Sur les mesures accessoires
La décision déférée est confirmée en ses dispositions relatives aux dépens et à l’article 700 du Code de procédure civile en première instance, étant précisé que la société GMO ne demande pas l’infirmation du jugement à ce titre, à l’égard de la société l’Auxiliaire.

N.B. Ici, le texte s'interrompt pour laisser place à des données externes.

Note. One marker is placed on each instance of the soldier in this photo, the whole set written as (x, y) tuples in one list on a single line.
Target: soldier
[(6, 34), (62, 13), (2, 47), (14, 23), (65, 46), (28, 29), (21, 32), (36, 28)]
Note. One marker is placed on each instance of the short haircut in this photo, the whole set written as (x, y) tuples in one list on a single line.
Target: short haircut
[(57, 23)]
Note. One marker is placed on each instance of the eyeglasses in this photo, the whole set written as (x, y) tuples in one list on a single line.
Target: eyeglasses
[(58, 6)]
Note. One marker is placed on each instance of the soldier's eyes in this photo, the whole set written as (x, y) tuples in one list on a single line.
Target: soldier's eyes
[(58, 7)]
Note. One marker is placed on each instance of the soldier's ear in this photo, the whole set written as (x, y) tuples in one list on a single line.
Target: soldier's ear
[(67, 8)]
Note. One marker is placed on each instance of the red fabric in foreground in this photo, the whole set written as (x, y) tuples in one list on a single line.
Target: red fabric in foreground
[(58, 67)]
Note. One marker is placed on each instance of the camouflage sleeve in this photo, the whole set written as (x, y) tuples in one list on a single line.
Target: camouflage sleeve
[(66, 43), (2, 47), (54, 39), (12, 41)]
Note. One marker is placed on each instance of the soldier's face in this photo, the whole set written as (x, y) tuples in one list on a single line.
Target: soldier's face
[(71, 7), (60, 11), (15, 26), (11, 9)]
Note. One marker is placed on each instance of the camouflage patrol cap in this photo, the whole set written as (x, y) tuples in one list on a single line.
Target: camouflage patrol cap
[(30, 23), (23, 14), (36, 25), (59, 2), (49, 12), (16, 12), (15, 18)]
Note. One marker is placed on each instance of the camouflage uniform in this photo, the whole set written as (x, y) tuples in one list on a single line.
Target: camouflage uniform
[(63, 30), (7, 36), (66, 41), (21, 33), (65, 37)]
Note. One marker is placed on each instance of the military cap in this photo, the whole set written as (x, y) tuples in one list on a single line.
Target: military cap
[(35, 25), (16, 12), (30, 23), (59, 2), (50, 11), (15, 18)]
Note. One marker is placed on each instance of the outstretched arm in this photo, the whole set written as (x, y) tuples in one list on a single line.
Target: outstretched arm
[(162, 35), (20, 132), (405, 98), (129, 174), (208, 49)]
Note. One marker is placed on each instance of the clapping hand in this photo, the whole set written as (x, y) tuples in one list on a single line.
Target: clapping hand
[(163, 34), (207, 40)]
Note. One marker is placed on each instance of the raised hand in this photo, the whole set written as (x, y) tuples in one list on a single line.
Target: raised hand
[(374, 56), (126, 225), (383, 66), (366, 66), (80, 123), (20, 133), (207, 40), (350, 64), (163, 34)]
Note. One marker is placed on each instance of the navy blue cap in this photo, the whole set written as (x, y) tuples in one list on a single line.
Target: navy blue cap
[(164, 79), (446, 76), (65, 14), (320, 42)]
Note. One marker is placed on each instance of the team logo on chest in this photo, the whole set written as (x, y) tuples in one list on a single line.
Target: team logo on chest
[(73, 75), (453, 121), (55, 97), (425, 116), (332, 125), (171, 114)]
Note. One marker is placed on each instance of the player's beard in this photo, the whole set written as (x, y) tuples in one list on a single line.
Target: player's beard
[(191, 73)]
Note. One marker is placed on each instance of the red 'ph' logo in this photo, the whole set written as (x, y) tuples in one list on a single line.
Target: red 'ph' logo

La société Déco Façade 74 succombant sera également condamnée aux dépens d’appel, avec application des dispositions de l’article 699 du Code de procédure civile au profit de Maître Nathalie Rose, Avocat de la société l’Auxiliaire et de Maître Benoit Content, Avocats de la société GMO, sur leur affirmation de droit ;
L’équité commande en outre de condamner la société Déco Façade 74 en application de l’article 700 du Code de procédure civile à hauteur d’appel à payer :
la somme de 3.000 ' au syndicat de copropriétaires de l’Immeuble [Adresse 11],
la somme de 3.000 ' à la société GMO,
la somme de 2.000 ' à la société l’Auxiliaire ;
La société Déco Façade 74 est déboutée de sa demande sur ce fondement et la société l’Auxiliaire en est déboutée à l’encontre de la société GMO.
PAR CES MOTIFS
La cour d’appel,
Statuant dans les limites de l’appel,
Déclare la société Déco Façade 74 irrecevable en ses demandes à l’encontre de la société l’Auxiliaire ;
Confirme la décision attaquée toutes ses dispositions ;
Y ajoutant,
Condamne la société Déco Façade 74 aux dépens d’appel ;
Condamne la société Déco Façade 74 à payer, en application de l’article 700 du Code de procédure civile à hauteur d’appel, les sommes de :
3.000 ' au syndicat de copropriétaires de l’immeuble [Adresse 11],
3.000 ' à la société GMO,
2.000 ' à la société l’Auxiliaire ;
Déboute la société Déco Façade 74 de sa demande sur ce fondement ;
Déboute la société l’Auxiliaire de sa demande sur ce fondement à l’encontre de la société GMO.